Juliana: That is what it's like, there's no way of doing everything.

Vitória: When we're at the hospital, for Fundamentals II, we see how important Pharmacology and Immunology are. What is hard is to understand that, in practice, we'll use everything we've learned in theory.

(Meeting 6 Cohesion Stage)

Rules are inherent to any institution, but are not always welcome. They can be questioned, provided that this is done respectfully and using appropriate arguments. In the group experience presented here, one situation created conflict and clearly broke the group structure. A change in one activity date (meeting 6), decided by some participants, culminated in an absentee rate of more than 30 %. This situation was discussed during meeting 7, readdressing initial appointments. The participants considered this moment as a landmark, at which they positively learned how to live better with established principles. This learning was not restricted to those specific meetings, but, according to the students, it was extended to any other situation in which they would be confronted with standards in any other institution.

Coordinator:.(...) We are part of an institution, this group is inserted in an institution, there are rules for its functioning. Does anyone want to remind us which?

Vitória: Arrive on time, not arrive late.

Marina: If you're absent three times you're out.

Coordinator: As students you also have to obey some rules.

Juliana: I wanted to leave after the group. But I can't because I have to mark my presence in Immunology class.

Coordinator: When you are nurses you'll have to comply with times, assume responsibility for the aids, people who will work with you.

(Meeting 4 Orientation Stage)

Marina: So, at that time, when we went to ask to postpone the group, it was high time, I had already asked the Immunology teacher and she really scorned us. Then I remembered that I had to warn you, that the girls and I could not come to the group, because we were going to distribute pamphlets and sell entry tickets to our party at the university restaurant.

Juliana: I was at the university restaurant, I ate quickly, then I was told that there wouldn't be any group today. I didn't miss it at that moment, but later it seemed that something was missing.

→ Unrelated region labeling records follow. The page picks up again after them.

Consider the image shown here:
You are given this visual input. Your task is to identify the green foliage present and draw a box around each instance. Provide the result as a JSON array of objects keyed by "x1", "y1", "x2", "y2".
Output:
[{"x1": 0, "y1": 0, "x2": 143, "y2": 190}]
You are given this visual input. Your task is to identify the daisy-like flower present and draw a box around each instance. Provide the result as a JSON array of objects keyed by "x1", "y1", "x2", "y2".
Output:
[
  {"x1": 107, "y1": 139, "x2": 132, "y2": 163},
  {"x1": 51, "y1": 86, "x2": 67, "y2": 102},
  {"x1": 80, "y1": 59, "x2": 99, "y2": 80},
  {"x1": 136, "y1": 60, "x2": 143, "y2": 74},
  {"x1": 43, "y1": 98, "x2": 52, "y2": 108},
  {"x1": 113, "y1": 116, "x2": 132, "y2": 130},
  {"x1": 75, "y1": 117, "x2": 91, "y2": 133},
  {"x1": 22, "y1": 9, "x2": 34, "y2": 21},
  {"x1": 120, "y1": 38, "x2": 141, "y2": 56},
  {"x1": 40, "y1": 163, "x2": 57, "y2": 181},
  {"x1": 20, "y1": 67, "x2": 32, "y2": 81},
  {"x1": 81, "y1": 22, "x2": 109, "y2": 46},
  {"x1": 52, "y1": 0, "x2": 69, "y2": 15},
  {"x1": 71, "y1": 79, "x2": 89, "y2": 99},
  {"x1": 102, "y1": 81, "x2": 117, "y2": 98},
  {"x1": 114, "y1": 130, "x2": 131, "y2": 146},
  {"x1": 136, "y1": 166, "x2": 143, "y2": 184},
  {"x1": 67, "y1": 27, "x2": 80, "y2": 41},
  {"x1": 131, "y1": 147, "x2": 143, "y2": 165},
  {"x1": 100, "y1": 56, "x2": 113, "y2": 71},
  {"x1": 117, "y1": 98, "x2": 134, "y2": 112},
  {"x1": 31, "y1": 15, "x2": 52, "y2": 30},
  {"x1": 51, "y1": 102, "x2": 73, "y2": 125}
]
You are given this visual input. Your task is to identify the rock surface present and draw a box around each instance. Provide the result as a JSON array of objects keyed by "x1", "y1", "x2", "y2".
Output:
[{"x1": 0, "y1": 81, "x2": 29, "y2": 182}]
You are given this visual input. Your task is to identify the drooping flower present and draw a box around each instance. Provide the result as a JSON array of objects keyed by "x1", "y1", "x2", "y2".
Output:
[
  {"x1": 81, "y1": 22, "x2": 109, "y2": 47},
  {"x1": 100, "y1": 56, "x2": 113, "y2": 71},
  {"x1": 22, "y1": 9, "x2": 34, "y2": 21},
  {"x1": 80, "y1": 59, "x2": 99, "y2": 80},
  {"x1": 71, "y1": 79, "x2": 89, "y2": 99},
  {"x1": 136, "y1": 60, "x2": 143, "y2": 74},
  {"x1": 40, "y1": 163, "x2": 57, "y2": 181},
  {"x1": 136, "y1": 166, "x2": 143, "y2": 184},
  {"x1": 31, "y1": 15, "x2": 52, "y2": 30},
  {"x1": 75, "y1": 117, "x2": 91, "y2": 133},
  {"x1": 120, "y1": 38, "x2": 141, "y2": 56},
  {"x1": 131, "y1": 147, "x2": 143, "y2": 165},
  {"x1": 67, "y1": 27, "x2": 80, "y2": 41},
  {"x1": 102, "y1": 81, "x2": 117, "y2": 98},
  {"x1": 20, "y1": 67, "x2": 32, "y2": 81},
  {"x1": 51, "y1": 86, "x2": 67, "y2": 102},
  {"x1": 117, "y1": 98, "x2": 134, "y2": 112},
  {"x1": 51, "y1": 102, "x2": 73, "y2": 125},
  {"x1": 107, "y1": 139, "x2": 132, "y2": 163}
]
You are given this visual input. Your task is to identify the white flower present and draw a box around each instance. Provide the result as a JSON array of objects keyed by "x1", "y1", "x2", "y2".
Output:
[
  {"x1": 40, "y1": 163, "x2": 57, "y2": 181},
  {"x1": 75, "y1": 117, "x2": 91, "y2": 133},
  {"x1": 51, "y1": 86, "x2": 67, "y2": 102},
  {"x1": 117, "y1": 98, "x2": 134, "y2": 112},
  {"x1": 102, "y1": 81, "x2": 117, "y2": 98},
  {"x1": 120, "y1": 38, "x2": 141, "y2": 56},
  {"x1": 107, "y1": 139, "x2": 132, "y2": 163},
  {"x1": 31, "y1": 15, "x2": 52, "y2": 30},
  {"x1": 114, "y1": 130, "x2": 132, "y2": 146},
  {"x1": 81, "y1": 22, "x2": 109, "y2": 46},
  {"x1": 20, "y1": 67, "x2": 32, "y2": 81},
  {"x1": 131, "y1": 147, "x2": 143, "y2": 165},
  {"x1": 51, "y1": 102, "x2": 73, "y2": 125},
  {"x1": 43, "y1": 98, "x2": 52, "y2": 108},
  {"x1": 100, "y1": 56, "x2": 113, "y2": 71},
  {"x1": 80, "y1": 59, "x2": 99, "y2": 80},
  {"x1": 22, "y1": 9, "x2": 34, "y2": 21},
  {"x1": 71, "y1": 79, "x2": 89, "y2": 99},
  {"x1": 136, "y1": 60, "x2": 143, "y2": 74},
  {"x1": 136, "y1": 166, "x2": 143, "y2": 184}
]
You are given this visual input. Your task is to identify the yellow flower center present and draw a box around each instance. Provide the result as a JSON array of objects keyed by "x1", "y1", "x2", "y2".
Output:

Coordinator: Can you perceive what happens when we change the time, the day, without any prevision? The group already has its own day. (At that moment they were talking about the party).

(Meeting 6 Cohesion Stage)

The structuring of the setting is the search to organize themselves as people living in a group, who can produce something or allow something to "be" within a certain time frame. The fact that a group gets structured, organized, establishes its objectives, inevitably gives rise to authority(16). Therefore, as soon as a group's spontaneous structuring process is started, a collective function appears, which is a power to regulate and control conducts.

Carol: We miss it when there's no group.

Marina: I think it's complicated here in the group (...). The group subject is not always what you want to blow off steam about...

Bianca: I think you have the right to put forward a subject as well.

Marina: We have a project: beginning, middle and end. Today, Simone's subject fit, a person who needed it a lot and we didn't let her talk. But if the subject hadn't been this one she wouldn't have blown off steam. I we were to talk about time, like in the past meeting, the subject wouldn't be appropriate. I don't know about your view (...) I think it won't be appropriate. It's not common therapy, it's a directed therapy.

Simone: It's not that I wanted to talk. No way. It was the coordinator who stimulated me. Then I felt mobilized (...). I mirrored myself, that's why I talked.

Coordinator: Can you see how the group works?

Talita: It's an exchange. In this group, you have the opportunity to talk with students who are not from your training group.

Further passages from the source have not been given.